MEC Based Transformation Road
ITU has defined three application scenarios for 5G: eMBB, mMTC and uRLLC. The vision and needs of 5G are to meet the explosive growth of mobile data traffic, massive device connections, and emerging new services and application scenarios in the future, while deeply integrating with the industry to meet diverse needs of terminal interconnection in vertical industries, achieve real internet of everything, and build the cornerstone for digital transformation of the social economy.
As 4G networks still serve as basic coverage networks for a long time, operators can transform MEC on existing 4G networks and continue to operate it after building 5G networks in the future. MEC can be applicable to both 4G and 5G networks. It enables telecom operators to make full use of the fully-covered 4G LTE networks and the upcoming 5G networks to achieve integration of mobile communication network and industrial internet services, enhance the added value of networks, and facilitate operation transformation.
From a business perspective, operators can transform from 2C and 2B services respectively. The transformation of 2C services can be based on existing 4G networks, and the QoS management and control capability can be improved through MEC in addition to original package services. This scheme improves user experience and thus increases the revenue. Transformation of 2B vertical services that require very low delay can be provided based on 5G networks. In a scenario not requiring low latency requirements, existing 4G networks can be used with MEC to provide office and production operations in an enterprise campus. As there are few uplink services on the 4G networks, 4G video services can also solve the problem of difficult video surveillance deployment.
Flexible security services are required. Because MEC is deployed inside network pipes and needs to provide localized computing and coordination with cloud computing, the privacy and security of enterprise data need to be considered.

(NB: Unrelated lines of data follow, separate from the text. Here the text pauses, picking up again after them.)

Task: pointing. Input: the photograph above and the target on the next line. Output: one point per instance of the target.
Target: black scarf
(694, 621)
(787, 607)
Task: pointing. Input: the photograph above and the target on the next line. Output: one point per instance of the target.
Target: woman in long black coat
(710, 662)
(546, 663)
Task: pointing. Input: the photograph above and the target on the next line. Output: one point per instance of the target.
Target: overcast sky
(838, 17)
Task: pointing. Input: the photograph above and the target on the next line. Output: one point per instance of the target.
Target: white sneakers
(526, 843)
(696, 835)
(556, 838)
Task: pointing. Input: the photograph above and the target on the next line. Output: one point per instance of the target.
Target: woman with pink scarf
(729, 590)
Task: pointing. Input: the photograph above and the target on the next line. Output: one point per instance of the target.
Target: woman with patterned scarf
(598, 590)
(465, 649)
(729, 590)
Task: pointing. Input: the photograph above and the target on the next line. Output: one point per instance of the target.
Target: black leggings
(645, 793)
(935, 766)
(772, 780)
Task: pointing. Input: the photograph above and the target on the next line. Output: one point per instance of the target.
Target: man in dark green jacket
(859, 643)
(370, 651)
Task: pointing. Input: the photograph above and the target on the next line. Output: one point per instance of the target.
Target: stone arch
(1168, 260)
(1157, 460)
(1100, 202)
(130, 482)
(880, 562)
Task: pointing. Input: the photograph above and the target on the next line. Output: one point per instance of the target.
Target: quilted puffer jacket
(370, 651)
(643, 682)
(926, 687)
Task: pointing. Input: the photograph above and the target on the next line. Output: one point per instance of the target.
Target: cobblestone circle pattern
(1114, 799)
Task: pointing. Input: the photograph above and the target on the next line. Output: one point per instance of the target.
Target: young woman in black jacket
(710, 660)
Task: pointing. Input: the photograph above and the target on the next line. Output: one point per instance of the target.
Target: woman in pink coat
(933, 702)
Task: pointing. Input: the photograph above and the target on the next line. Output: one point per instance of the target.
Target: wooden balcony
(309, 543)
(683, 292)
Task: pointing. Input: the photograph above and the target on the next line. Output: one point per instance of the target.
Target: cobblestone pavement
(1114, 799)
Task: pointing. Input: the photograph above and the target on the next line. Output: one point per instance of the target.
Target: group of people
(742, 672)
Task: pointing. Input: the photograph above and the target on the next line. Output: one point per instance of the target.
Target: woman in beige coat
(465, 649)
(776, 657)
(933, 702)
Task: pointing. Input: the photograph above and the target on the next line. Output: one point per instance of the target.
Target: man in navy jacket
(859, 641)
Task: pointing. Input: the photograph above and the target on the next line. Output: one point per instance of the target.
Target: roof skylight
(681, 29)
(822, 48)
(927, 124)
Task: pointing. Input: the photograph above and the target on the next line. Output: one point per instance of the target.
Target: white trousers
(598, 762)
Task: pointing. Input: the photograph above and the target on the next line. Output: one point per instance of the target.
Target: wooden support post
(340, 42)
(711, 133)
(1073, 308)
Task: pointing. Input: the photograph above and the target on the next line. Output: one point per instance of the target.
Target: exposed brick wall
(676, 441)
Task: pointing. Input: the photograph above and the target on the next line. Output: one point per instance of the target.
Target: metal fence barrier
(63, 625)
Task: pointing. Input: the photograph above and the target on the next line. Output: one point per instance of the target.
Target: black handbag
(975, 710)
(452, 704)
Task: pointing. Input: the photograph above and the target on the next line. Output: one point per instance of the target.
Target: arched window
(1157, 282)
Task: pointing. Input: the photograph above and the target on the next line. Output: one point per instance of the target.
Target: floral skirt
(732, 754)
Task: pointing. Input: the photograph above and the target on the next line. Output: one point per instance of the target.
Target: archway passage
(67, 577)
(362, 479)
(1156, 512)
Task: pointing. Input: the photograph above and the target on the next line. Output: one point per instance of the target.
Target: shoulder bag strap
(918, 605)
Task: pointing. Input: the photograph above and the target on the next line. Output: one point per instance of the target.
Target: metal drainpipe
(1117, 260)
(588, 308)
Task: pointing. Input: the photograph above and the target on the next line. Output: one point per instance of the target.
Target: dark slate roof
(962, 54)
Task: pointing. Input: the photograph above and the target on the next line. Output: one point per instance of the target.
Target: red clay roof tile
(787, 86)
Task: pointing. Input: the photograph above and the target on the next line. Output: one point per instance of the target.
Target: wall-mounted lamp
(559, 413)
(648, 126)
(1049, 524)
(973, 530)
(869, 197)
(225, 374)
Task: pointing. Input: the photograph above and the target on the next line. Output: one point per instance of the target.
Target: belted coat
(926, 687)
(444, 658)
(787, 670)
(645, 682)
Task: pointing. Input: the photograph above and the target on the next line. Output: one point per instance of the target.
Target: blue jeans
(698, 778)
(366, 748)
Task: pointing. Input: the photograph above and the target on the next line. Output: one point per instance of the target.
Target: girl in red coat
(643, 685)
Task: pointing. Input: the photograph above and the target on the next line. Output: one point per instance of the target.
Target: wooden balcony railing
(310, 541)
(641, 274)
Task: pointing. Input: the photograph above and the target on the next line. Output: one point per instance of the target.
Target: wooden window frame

Based on the isolation implemented through virtualization, data security and security collaboration with cloud-based and on-site edge computing need to be further considered.
In terms of technology evolution, MEC transformation needs to consider plug-and-play infrastructure, flexible and reliable MEC platform, cloud native applications, automatic service orchestration, and building open MEC application capabilities.
The deployment of MEC is based on service requirements and scenarios, combined with network requirements, edge infrastructure, operation model, and maintenance and management needs, which is a balance between performance and investment. A strong ecosystem is the guarantee for MEC development. Perfect infrastructure, flexible network and platform capabilities, and abundant edge applications are the key to prosperity of the edge ecology.